Doug (reservestock) is out of town at a conference until sunday he'll be calling me to discuss payment and shipping on sunday when hes back, due to this im increasing the deadline to get on the order until sunday.


----------



## josephl

Mferko said:


> cool, these are the ones he's holding for me:
> 
> 
> 
> 
> 
> 
> 
> 
> leptosoma bulu point, orange tails


Those are beautiful fish


----------



## Mferko

indeed, i like these too:


----------



## Petah

Did you get your order yet?


----------



## Mferko

it comes friday


----------



## Petah

i can't wait to see pictures.


----------



## Mferko

im not going to be doing a tank journal on this forum.. not enuff african keepers here, i may do one on trophs.com
il post a couple pics tho in the photo gallery


----------



## big_bubba_B

sorry bit off topic from your post but to bad you were not in calgary this weekend spencer jack is here at the calgary aquariam society speaking at the spring meeting and auction .


----------



## Brisch

Hey now I keep africans and they are my pride and joy


----------



## Mferko

I know Brisch, just seems like theres only about 10 of us on here, maybe its vancouvers soft water thats got everyone keeping planted tanks full of feeders (even in stores its slim pickings for africans here yet theres no shortage of feeders, whereas you go to calgary and their bigals locations are like 1/4 africans), its discouraging spending an evening taking pictures and updating your journal just for it to go a week with no replies. i'll post pics on trophs.com and link the thread to my signature here.

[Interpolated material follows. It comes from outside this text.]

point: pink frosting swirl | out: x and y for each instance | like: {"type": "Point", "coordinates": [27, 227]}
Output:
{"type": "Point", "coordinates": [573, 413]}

i'll see u tomorow when our fish are in


----------



## Nanokid

Mferko said:


> I know Brisch, just seems like theres only about 10 of us on here, maybe its vancouvers soft water thats got everyone keeping planted tanks full of feeders (even in stores its slim pickings for africans here yet theres no shortage of feeders, whereas you go to calgary and their bigals locations are like 1/4 africans), its discouraging spending an evening taking pictures and updating your journal just for it to go a week with no replies. i'll post pics on trophs.com and link the thread to my signature here.
> 
> i'll see u tomorow when our fish are in


i know what you mean... not too many of us. i wouldnt keep africans though it my water wasnt how it is now, at 8.2ish out of the tap. tanganyikans has everything every other region has, and more. i might do a high tec planted with tanganyikans just to get everybody into them :bigsmile:


----------



## Mferko

Nanokid said:


> i know what you mean... not too many of us. i wouldnt keep africans though it my water wasnt how it is now, at 8.2ish out of the tap. tanganyikans has everything every other region has, and more. i might do a high tec planted with tanganyikans just to get everybody into them :bigsmile:


i would love to see that, i love tanganyika, so much diversity.


----------